Let’s gather for a round of drinks down at the People’s Pub

In bars across America, troubled souls uneasily perch on synthetic-leather swiveling stools, vacuously staring at the nothingness between near and far focus, while big-screen digital televisions with the volume muted show SportsCenter.

The ESPN hosts laugh about something, but it’s as disconnected and unknown as whatever might be happening, unseen, on the street outside.

Sips are sadly drawn from glasses filled with mixtures futilely bought under the bankrupt hope that this elixir or that can make the shared unease go away.

It doesn’t.

It lingers—it builds—becoming a steady discomfort in the pits of many thousand stomachs, as the patrons ultimately leave, heading home to spouses and children with growing anxieties of their own.

There was a time in this country when its people could be genuinely happy about their lives, particularly their family lives.

Now we’re mostly faking it, occasionally smiling and laughing, but muted as to heartfelt purpose.

A wholly different emotion percolates within.

We’re fearfully uncertain about our future, not just individually, but as a collective, stressed-out mass increasingly feeling that the great and glorious USA of formerly comforting certitude is losing its hold on societal viability itself.

There may be a strong and prosperous China in twenty years, we think, but probably not a similarly positioned United States.

Making everything much worse is the haziness surrounding what’s actually causing us all to be so bummed out.

There’s vague perception regarding general cultural decay, economic inequities that always reward Wall Street while Main Street suffers, and an amorphous sense that our previously much-vaunted system just doesn’t function anymore.

But why?

And what can be done about it?

Those are the unanswered questions that gnaw at our souls, from dawn till dusk, and even in the throes of fitful sleep.

Brutally honest assessments by keen analysts lead us to this conclusion: Capitalism in systemic, global crisis is so beset by limiting contradictions that it can’t simultaneously satisfy the avarice of corporate and financial high rollers and the basic needs of ordinary citizens.

Consequently, tons of profit fill upper-crust coffers, where it’s held in unproductive abeyance.

Since that money was chiefly derived by exploiting abused workers left in dreadful shape as a result of being ripped off for extended periods, they desperately now require the safety-net relief programs that access to those essentially stolen funds could easily provide.

But political conservatives make sure it stays securely put.

If it goes anywhere at all, it’s invested overseas, in places where sweatshop realities cruelly prevail and even more wealth can narrowly be accumulated by human parasites totally devoid of conscience.

That fundamental lack of morality defining our rapacious ruling class also manifests itself in a perfect willingness to completely corrupt overall culture, for profit of course, and thereby degrade our entire national environment.

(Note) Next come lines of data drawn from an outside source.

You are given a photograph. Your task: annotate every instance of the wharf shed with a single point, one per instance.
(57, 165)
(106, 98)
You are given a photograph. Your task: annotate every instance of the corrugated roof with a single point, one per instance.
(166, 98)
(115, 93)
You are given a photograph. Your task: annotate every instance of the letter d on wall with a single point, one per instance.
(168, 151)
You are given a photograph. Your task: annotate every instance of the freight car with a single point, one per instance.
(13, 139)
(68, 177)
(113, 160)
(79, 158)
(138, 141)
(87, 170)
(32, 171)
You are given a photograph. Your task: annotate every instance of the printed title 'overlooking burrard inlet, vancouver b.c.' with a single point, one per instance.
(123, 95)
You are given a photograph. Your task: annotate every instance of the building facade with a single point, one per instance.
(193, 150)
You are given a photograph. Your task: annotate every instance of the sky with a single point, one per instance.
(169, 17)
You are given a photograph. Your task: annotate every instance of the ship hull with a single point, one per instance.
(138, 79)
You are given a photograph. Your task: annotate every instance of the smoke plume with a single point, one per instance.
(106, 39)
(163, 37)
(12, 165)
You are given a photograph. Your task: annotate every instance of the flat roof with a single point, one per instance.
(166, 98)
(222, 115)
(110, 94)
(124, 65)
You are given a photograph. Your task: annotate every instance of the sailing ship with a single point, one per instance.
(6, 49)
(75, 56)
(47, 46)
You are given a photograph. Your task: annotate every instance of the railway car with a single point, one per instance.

Small wonder, then, that Joe and Jill Average are brimming with angst, forced to live unhappy, unrewarding lives in the midst of endlessly manipulative scammers and hucksters, where no amount of looking can find redemptive outposts of sustainable decency.

Capitalism has become humanity’s worst, most fraudulent bane.

It can’t be made good again—it never actually was—and its replacement by authentically democratic socialism is imperative.

Majority wage-earners need to take direct ownership not only of their job sites, where profits would be fairly shared, but of government and all other institutions presently used strictly for the gain of those who can best afford the worst lobbyists that tainted dollars can buy.

Public welfare and the common good must be relentlessly served, through the most direct and truly free votes of typical folks, not betrayed by professional politicians beholden to the plundering few.

Once all this is accomplished and we become our own bosses, we can go out for a few drinks within an entirely different context.

Everyone seated will have a clear commitment to everyone else’s advancement and prosperity.

Issues of justice and mutual betterment will be earnestly discussed.

Bonds of solidarity will be forged.

And, when we choose to go home, it’ll be to families that enjoy the profound liberty of always having the freedom to never know want, or pervasive degradation rotting their societal surroundings.

Looking forward to eventually toasting that achieved, bright status should definitely boost our spirits today.

See you at the People’s Pub, after justice triumphs and workers take control . . . as they inevitably will!

Dennis Rahkonen, from Superior, Wisconsin, has been writing progressive commentary with a Heartland perspective for various outlets since the sixties.